In the spot market, the yuan opened at 6.8400 per dollar and hit a high of 6.8354 per dollar in early trade.
It retreated to 6.8379 by midday, still 146 pips firmer than the previous late session close and 0.47 percent firmer than the midpoint.
For the month, the yuan was set to strengthen nearly 0.9 percent to the greenback, posting its best month since January and bringing its year to date gain to around 1.5 percent.
Market players said there were some dollar purchases in the onshore foreign exchange market in morning trade on Wednesday, but a much firmer offshore yuan has not left much room for the onshore counterpart from sinking amid elevated yuan borrowing costs in Hong Kong.

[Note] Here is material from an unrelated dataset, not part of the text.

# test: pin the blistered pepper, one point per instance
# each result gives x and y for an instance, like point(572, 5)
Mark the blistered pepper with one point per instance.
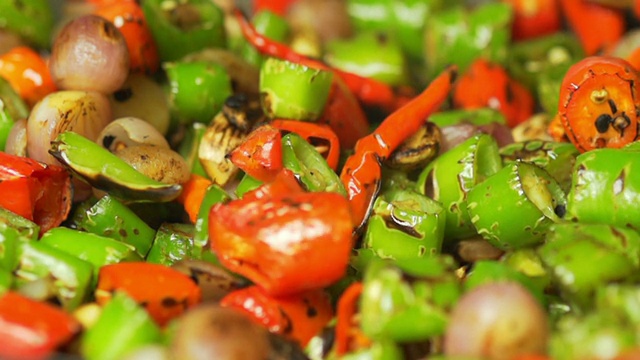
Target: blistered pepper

Hong Kong's overnight yuan borrowing rate jumped to the highest point in nearly five months.
The CNH Hong Kong Interbank Offered Rate benchmark (CNH Hibor), set by the city's Treasury Markets Association (TMA), rose to 21.07933 percent for overnight contracts, the highest level since Jan.6. The previous fix was at 5.35283 percent.
The spurt in CNH funding costs discouraged short yuan traders as their borrowing costs rose dramatically.
State banks were also believed to have intervened offshore last week to sell dollars and prop up the yuan.
The offshore yuan was trading 0.5 percent firmer than the onshore spot at 6.8067 per dollar at midday.
Currency markets took positive May manufacturing and service sector data in stride.
Activity in China's manufacturing sector grew at a steady pace this month compared with April, an official survey showed on Wednesday, bucking expectations of some softening after a strong first quarter.
Separately, the index for the yuan's value based on a trade-weighed basket fell to a fresh record low since the data was available in late 2015.
The index fell to 92.26 last Friday, 0.25 percent lower than a week earlier, according to official data from the China Foreign Exchange Trade System (CFETS).